First Person is also a platform to influence policy. Recent high school graduate Anisah Karim described the pressure she felt to apply to 100 colleges in the quest for millions of dollars in scholarships. Because of her piece, the school board in Memphis is reviewing the so-called “million-dollar scholar” culture at some high schools.

Do you have a story to tell or a point to make? In 2018, we want to give an even greater voice to students, parents, teachers, administrators, advocates and others who are trying to improve public education in Tennessee. We’re looking for essays of 500 to 750 words grounded in personal experience.

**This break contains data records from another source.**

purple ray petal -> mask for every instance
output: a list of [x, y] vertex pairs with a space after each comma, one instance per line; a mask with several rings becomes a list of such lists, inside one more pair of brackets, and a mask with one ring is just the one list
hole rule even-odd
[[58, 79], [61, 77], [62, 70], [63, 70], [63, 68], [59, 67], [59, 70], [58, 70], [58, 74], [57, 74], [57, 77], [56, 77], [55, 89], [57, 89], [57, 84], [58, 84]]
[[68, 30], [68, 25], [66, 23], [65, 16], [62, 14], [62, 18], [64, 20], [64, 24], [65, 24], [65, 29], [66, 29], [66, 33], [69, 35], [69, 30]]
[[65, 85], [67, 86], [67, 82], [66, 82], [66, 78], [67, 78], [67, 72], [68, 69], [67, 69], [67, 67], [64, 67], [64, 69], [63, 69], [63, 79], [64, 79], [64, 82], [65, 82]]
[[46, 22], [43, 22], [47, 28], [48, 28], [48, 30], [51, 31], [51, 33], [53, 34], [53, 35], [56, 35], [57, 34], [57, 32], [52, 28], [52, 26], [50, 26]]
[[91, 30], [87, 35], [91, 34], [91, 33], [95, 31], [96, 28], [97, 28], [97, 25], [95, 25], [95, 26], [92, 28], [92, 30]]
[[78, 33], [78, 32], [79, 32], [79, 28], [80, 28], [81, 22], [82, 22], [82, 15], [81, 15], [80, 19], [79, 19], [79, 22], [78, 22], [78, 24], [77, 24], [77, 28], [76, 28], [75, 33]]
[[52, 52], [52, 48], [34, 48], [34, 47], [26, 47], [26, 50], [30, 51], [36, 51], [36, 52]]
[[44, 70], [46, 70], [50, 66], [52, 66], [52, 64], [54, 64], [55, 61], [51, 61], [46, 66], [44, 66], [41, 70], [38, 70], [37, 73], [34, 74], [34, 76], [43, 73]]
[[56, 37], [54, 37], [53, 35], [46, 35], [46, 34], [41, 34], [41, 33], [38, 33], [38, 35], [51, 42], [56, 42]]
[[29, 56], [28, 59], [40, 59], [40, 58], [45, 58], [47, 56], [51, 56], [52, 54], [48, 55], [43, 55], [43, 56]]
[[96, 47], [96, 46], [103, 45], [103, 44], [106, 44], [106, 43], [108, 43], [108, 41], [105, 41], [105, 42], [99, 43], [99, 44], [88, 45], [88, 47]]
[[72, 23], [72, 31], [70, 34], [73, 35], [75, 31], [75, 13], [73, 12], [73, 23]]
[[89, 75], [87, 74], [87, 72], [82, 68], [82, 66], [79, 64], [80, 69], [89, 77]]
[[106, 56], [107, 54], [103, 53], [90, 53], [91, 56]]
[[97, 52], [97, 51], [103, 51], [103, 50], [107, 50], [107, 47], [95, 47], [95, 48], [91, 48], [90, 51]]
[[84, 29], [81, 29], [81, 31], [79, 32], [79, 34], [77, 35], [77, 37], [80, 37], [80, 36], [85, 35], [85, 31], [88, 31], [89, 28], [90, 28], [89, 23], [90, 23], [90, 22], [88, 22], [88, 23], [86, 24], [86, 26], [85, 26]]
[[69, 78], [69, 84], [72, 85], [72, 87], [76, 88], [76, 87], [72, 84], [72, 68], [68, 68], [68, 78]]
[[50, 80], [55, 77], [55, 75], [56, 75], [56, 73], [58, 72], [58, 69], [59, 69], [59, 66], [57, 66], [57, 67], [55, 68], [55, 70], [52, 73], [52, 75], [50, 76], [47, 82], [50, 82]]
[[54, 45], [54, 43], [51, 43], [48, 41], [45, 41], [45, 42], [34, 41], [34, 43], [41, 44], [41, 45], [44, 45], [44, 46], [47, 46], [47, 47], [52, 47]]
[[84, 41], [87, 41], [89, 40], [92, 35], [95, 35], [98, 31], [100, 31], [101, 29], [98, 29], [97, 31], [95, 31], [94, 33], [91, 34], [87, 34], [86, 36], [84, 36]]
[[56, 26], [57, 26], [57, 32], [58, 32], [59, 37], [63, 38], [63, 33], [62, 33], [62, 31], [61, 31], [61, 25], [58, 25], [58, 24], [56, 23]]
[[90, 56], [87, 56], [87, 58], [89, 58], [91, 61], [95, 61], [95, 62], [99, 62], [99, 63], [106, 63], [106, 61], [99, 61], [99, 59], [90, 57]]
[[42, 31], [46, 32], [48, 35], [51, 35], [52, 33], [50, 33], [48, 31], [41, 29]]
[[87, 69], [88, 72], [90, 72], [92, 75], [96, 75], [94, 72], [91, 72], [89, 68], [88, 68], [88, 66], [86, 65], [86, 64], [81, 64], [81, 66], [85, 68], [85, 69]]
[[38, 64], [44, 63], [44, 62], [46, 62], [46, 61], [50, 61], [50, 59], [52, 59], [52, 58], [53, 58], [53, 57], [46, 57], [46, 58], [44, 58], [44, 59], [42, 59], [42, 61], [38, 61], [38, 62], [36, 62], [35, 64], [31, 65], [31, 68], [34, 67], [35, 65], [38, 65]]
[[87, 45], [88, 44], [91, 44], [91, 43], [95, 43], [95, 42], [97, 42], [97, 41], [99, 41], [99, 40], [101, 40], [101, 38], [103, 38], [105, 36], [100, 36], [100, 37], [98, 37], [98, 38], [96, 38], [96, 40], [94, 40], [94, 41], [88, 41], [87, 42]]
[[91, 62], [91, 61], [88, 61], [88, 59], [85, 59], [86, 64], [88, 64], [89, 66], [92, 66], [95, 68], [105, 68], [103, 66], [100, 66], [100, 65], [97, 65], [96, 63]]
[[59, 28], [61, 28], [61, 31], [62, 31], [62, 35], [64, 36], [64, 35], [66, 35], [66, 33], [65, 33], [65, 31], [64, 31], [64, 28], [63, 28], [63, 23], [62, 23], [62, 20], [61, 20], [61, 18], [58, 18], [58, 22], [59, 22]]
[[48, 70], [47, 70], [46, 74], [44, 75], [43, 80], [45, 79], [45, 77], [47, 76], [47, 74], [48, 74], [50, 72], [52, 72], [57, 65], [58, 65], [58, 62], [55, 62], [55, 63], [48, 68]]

Whether your piece is finished or you just have an idea to discuss, drop a line to Community Editor Caroline Bauman at cbauman@chalkbeat.org.

But first, check out these top First Person pieces from Tennesseans in 2017:

My high school told me to apply to 100 colleges — and I almost lost myself in the process

“A counselor never tried to determine what the absolute best school for me would be. I wasted a lot of time, money and resources trying to figure that out. And I almost lost myself in the process.” —Anisah Karim     

Why I’m not anxious about where my kids go to school — but do worry about the segregation that surrounds us

“In fact, it will be a good thing for my boys to learn alongside children who are different from them in many ways — that is one advantage they will have that I did not, attending parochial schools in a lily-white suburb.” —Mary Jo Cramb

I covered Tennessee’s ed beat for Chalkbeat. Here’s what I learned.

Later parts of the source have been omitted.